2.1 Does death need a rebrand?
Giving new life to a practice known for anything but.
Life before death
Death is many things to many people. It’s grief and loss, a bridge to reflection, connection and community, and for most, a fearful and finite reminder of our own mortality. But ask anyone who’s fronted the bill for a funeral of late and they’ll tell you first hand — death is also a business. And the customers just keep coming.
With the first paid funeral dating back to over 2,477 BC, we’d say the industry hasn’t evolved much beyond white rose motifs and powerpoint montages. A space in constant flux between compassion, exploitation and cliché, we began to ask ourselves — does death need a rebrand? And if so, what needs to change?

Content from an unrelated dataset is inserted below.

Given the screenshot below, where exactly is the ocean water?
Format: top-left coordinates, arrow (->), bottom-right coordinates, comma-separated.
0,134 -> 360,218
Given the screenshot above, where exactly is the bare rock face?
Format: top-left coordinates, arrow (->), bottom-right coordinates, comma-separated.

Welcome to Forethoughts 2.0: The Business of Death, where we’ll explore the nuances of the death industry, spotlighting and learning from the brands that are giving new life to a practice known for anything but.
MATTERS OF LIFE AND DEATH
Despite its inevitability, death’s taboo is undeniable. For a practice that happens up to 150,000 times a day globally, with unique rituals embedded across countries and cultures, the approach to ‘end-of-life’ advertising in modern marketplaces is still discreet. A societal shift sparked recently within the menopause movement (another taboo that impacts half the population) with campaigns like Tena’s #LastLonelyMenopause and through highly popularised long-form podcasts like The Griefcast — we’re seeing more frank conversations around traditionally unspoken topics, a tactic that aligns particularly well with Gen Z’s nonchalant, humour-driven buying habits.
A generation whose casual colloquialisms are littered with references to death — “I’m dead over that”, “you’ll die when I tell you”, “it’s killing me, honestly…” — to the emoji language barrier developed by their substitution of the ‘laughing’ emoji for the skull, Gen Z are seen to approach death with a healthier mindset. With groups even using TikTok to explore the requirements for their own funerals.
EARN YOUR LIVING
And it’s with the youth that true change within the business of death begins. Because keeping death on the radar of those least concerned with it is no easy task, but that doesn’t mean it shouldn’t be an experimental one. Just ask life insurance brand YuLife‚ who’ve developed an entire ‘Yuniverse’ to engage younger customers — gamifying their operation by allowing users to trade real life tasks such as bike miles or meditation minutes for a currency called YuCoin; which is transferable to airline, Amazon and clothing store vouchers. Shifting the conversation of life insurance from protection from end-of-life, to the convenience of enjoying life in the present, instead.
MAKING A KILLING
And it’s in this ‘convenience’ that innovative death-service technology has emerged. A new found focus on simplifying preparation and encouraging proactivity has seen businesses such as online will-writing websites Farewill and Beyond thrive — providing custom, legal documents in as little as 15 minutes. Or ‘virtual moments’ provider Afternote, whose technology allows users to record personal messages for their loved ones after they die, and even create virtual bucket lists to tick off alongside them. Within Biscuit Tin’s secure digital vaults, users can prepare important documents, account details and post-life wishes; ensuring their family members are left with complete peace of mind following bereavement.
But not only is this proactive push towards death made accessible through these emerging brands, but approachable too — with each evolving their visual identity, tone and marketing efforts to reframe death in a more positive and less fluorescent-funeral-parlour light.
Honing in on comfort and nostalgia, Biscuit Tin’s name was inspired by ‘the old biscuit tin every family used to have for storing important documentation’ — using imagery of safety and sentimentality as barriers against fear. Farewill’s lighthearted tone of voice once described as ‘death warmed up’ toes the line between sociality and sincerity; using warm language, bright colours and animals as metaphors for death (such as cats with their nine lives) for a less-threatening impact. Finally, Co-op Funeralcare’s ‘right by you’ campaign is unconventionally high-spirited; pairing physical comedy with genuine messaging to frame their services as a partnership rather than a paid service.
It seems in rebranding the business of ‘life-before-death’, relevance and approachability are the true drivers of change. In an industry fueled by inevitability, phase one of earning favour begins with engaging proactivity and appealing to convenience. Phase two? Helping those who feel most at unease claim a small ownership over a force entirely out of their control. And phase three? Cashing the cheque, obviously.
Quotes around death are more than overused in this industry, but in the case of contemporary Japanese writer Haruki Murakami, we’ll dip our toes in the cliché. “Death is not the opposite of life, but a part of it” — and for those in the business of it, we couldn’t agree more.